You can't legally! PM me.


----------



## lxinuk (Mar 18, 2012)

You can't PM me til you have five posts, you have three, so general chit chat away!!! What programmes do you like?


----------



## IndigoGirl (Oct 6, 2012)

thanks for that - will just have to keep up with corrie, emmerdale and eastenders - can see myself becoming a tv junkie when we move - will have to get out and about in our new country and learn as much as I can (will always come back to my tv though)!!


----------



## IndigoGirl (Oct 6, 2012)

One more post and I will pm you. Will be hoping to get into the fitness industry over there - need to find out all about it - am sure it will be similar to that here.

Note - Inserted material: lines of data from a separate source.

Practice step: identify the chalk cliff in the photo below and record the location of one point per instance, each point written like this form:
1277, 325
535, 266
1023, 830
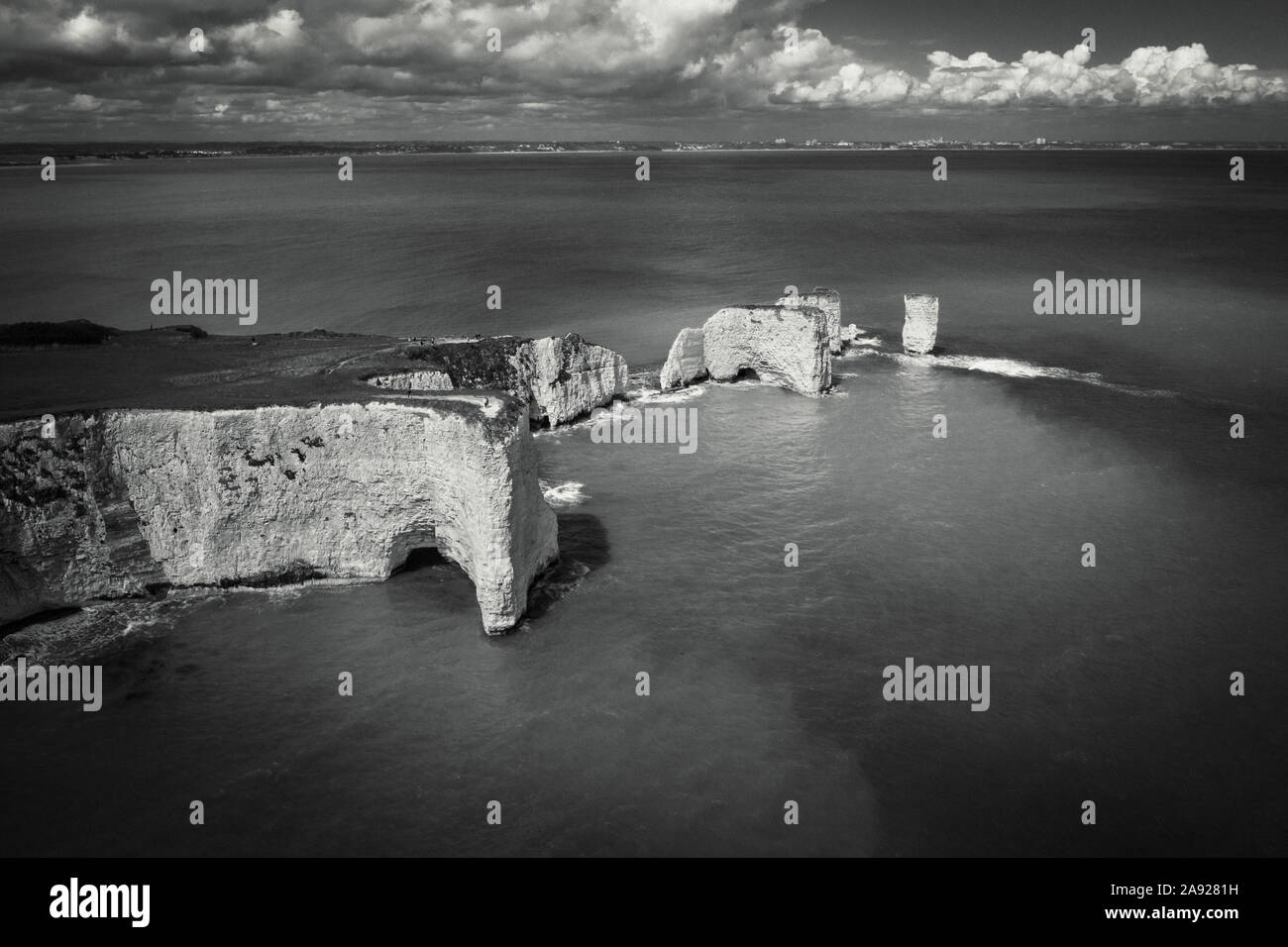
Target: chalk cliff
829, 303
120, 502
567, 377
787, 346
686, 364
919, 322
562, 377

Am really nattering now .......


----------



## IndigoGirl (Oct 6, 2012)

Ok so now I have five posts and am showing my ignorance but how the heck do I PM? Lol


----------



## lxinuk (Mar 18, 2012)

You're as bad as me, love Corrie et al. I get out and about loads but I can't beat an hours skinning in front if the TV!


----------



## lxinuk (Mar 18, 2012)

To PM click in my photo (where it should be!)


----------



## alabatusa (Apr 21, 2011)

you sign up for sky go and then get a UK VPN. 
Or just a UK VPN if shows are on bbc online
Or download the tv shows directly from online.


----------